Tumor characteristics, patient factors, and supporting data that affect frontline treatment decisions for patients with microsatellite stable (MSS) metastatic colorectal cancer.
John L. Marshall, MD: Marwan, take us through your thinking about a brand-new case of metastatic colon cancer. What things do you integrate in terms of decision making for frontline treatment? And let me make this a patient with microsatellite stable (MSS) metastatic colorectal cancer.
Marwan G. Fakih, MD: Sure. I think the first thing to think about is, what's the goal of treatment. Is it curative intent or prolongation of survival? That really brings up the question of downstaging and how much you want to focus on a regimen that has a higher response rate, such as FOLFOXIRI [folinic acid, 5-fluorouracil and irinotecan], for example, for both left- and right-sided tumors. We know that regimen is associated with a higher response rate, and higher resectability based on the OLIVIA trial.
Secondly, an anti–EGFR-based therapy for RAS wild-type, BRAF wild-type, left-sided colon cancer gives you about a 20% response rate. So if the goal is really resection, or conversion through resection, certainly it's going to have to be FOLFOXIRI based.
Obviously, we have to take it into context of the patient, the performance status as well. Not everybody can tolerate FOLFOXIRI. And so, eligible patients have to be ECOG 0 or ECOG 1. They should be a bit younger—less than age 70 if we want to use that.
Molecular profiling and knowing which side the tumor is on are musts. Is it a left-sided tumor? What is the RAS status? What is the BRAF status? We said it's MSS. HER2 status is important. I don't think it's at the point where I'm implementing anti-HER2 therapy as first-line treatment yet, but I think that's a consideration. So those are the things to take into consideration.

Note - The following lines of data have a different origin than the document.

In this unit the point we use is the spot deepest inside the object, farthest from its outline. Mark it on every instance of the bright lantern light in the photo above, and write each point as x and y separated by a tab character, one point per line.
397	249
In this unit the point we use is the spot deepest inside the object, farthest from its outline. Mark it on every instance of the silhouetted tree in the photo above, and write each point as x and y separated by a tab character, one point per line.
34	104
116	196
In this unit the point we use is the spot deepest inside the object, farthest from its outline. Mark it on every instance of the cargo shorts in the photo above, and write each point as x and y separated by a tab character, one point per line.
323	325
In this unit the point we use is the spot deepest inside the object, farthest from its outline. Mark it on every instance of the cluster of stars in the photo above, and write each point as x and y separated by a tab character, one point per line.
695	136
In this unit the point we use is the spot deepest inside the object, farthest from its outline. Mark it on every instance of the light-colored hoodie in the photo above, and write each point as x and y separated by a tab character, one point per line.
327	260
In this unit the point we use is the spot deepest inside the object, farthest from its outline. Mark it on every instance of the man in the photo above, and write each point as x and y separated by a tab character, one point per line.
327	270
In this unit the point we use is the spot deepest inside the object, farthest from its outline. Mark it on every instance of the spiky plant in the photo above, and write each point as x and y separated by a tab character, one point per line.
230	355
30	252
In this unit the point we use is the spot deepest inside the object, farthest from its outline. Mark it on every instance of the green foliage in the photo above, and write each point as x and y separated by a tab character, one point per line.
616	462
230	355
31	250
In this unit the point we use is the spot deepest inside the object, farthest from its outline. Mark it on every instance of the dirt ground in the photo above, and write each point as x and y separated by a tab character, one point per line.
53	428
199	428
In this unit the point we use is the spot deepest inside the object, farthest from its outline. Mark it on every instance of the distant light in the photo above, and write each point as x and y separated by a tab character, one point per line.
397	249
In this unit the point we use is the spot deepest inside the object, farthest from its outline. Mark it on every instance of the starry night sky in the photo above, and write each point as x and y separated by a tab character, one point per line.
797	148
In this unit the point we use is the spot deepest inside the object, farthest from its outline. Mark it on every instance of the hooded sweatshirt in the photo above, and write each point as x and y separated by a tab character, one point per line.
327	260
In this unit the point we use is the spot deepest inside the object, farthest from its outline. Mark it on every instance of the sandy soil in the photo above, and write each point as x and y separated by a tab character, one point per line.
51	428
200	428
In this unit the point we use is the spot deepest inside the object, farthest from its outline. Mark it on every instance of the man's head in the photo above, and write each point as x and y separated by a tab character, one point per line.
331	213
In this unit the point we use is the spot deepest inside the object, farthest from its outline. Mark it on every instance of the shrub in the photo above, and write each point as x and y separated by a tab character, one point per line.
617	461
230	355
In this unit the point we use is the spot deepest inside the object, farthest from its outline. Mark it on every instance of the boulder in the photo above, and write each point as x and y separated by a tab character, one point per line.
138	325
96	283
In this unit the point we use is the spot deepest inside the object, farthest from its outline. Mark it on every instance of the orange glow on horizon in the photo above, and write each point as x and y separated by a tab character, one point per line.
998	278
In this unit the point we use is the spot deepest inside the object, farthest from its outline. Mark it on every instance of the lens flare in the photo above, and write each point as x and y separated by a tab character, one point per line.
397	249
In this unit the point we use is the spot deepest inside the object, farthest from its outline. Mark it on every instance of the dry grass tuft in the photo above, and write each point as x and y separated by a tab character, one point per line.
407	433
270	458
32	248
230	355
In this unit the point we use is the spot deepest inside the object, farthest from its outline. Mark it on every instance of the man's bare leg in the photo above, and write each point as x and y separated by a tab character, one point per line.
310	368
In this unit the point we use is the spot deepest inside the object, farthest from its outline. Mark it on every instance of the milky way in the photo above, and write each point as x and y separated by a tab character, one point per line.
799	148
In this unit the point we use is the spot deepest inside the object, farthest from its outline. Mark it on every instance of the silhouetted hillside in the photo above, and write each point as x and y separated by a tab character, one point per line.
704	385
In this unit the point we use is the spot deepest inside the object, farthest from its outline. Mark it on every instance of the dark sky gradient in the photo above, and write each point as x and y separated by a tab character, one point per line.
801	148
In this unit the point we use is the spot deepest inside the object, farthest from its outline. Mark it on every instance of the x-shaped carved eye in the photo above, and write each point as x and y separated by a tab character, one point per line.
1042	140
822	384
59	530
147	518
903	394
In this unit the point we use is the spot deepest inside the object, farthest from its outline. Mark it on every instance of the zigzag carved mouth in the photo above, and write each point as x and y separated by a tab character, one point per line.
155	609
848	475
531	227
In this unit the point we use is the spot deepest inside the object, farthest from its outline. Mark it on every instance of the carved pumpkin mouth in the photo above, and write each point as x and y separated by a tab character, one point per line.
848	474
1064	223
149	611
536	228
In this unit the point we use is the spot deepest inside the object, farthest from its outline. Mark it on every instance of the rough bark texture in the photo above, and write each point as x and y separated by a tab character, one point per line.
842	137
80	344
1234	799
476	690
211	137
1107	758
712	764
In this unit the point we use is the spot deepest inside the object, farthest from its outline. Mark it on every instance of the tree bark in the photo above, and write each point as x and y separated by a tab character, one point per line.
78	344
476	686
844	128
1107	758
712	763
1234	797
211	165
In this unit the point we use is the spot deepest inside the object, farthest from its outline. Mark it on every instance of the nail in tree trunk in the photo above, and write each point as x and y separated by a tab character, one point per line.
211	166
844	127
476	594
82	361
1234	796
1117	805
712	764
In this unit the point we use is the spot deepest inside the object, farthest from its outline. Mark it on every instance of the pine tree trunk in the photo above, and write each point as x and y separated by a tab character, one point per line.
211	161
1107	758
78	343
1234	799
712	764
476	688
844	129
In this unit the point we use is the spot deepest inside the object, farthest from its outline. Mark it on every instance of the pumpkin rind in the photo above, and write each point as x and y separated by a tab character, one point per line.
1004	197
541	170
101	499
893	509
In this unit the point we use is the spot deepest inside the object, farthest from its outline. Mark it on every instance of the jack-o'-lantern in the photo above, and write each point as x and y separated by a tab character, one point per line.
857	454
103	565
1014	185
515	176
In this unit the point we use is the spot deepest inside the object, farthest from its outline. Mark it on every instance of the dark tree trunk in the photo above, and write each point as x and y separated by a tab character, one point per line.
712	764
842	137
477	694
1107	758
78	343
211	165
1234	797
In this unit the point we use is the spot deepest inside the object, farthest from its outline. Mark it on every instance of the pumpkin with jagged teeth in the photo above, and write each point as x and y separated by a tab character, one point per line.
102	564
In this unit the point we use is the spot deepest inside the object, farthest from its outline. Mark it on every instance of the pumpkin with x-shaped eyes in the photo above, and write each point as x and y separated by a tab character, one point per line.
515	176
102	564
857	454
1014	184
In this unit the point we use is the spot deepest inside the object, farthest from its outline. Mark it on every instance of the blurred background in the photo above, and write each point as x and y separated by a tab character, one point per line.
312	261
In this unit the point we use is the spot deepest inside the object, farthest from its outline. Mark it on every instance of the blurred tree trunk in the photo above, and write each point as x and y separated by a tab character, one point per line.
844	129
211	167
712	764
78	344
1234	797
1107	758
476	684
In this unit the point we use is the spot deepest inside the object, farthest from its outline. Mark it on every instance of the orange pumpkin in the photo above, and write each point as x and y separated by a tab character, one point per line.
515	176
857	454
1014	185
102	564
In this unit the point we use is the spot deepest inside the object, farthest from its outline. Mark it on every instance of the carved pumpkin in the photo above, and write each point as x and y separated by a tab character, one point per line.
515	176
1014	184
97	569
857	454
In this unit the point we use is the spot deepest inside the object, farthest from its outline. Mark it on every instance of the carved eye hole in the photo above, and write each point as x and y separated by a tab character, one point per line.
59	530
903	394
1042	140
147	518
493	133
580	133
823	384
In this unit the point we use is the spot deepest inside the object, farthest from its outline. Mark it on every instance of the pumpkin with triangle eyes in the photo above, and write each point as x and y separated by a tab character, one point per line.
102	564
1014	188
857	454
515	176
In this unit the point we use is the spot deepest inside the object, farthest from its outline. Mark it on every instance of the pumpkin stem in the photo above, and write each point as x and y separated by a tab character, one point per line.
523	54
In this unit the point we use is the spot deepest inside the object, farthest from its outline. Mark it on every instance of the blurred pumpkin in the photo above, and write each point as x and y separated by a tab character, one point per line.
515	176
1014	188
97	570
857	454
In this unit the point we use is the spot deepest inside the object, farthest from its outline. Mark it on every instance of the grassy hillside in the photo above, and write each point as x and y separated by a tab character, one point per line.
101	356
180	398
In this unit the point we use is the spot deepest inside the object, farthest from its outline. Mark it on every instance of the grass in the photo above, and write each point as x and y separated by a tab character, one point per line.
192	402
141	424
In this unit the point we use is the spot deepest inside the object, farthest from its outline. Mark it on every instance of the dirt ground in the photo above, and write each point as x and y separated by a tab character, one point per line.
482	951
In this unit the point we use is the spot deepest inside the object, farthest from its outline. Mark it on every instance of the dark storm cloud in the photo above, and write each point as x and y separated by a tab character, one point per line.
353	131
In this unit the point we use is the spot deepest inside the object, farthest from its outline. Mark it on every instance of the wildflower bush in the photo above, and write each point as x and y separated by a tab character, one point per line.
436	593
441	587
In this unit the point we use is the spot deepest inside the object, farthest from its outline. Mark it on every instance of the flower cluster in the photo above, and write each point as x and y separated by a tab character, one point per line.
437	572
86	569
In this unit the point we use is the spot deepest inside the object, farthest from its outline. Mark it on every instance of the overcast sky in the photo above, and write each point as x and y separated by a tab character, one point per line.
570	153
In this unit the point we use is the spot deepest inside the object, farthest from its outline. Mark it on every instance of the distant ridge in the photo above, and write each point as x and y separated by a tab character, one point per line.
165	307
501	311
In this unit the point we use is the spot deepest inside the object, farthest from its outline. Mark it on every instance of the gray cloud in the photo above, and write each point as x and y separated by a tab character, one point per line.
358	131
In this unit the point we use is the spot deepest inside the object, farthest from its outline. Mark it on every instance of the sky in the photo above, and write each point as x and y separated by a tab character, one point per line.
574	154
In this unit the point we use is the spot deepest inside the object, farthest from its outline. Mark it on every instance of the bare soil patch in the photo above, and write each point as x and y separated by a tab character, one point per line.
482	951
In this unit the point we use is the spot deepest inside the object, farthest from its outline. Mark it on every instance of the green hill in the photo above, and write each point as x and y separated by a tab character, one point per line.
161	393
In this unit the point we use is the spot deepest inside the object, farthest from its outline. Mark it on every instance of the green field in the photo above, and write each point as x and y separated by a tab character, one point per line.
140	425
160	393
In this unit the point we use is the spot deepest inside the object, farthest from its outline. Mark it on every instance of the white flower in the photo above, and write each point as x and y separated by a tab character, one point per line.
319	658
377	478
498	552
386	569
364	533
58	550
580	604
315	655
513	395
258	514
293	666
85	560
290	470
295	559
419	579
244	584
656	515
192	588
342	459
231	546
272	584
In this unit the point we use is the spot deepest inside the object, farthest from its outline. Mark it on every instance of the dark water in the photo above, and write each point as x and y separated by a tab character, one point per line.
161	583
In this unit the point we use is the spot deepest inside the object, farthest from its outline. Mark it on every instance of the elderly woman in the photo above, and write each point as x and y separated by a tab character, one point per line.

Obviously, for an elderly, frail patient, I want to focus more on bevacizumab/capecitabine or bevacizumab/5-FU. I don't want to really burn those patients out, and these treatments may lead to severe toxicities. Those are pretty much the pillars of the decision-making process for my patients.
If it's not resectable, never resectable, then I'm going to be thinking about sequential therapies. For a left-sided RAS wild-type, BRAF wild-type tumor, I'd still consider anti-EGFR therapy based on the trend toward overall survival or improvement in the left-sided population versus bevacizumab, or based on the CALGB 80405 and FIRE-3 trials. For right-sided tumors, I'm avoiding anti-EGFR therapy.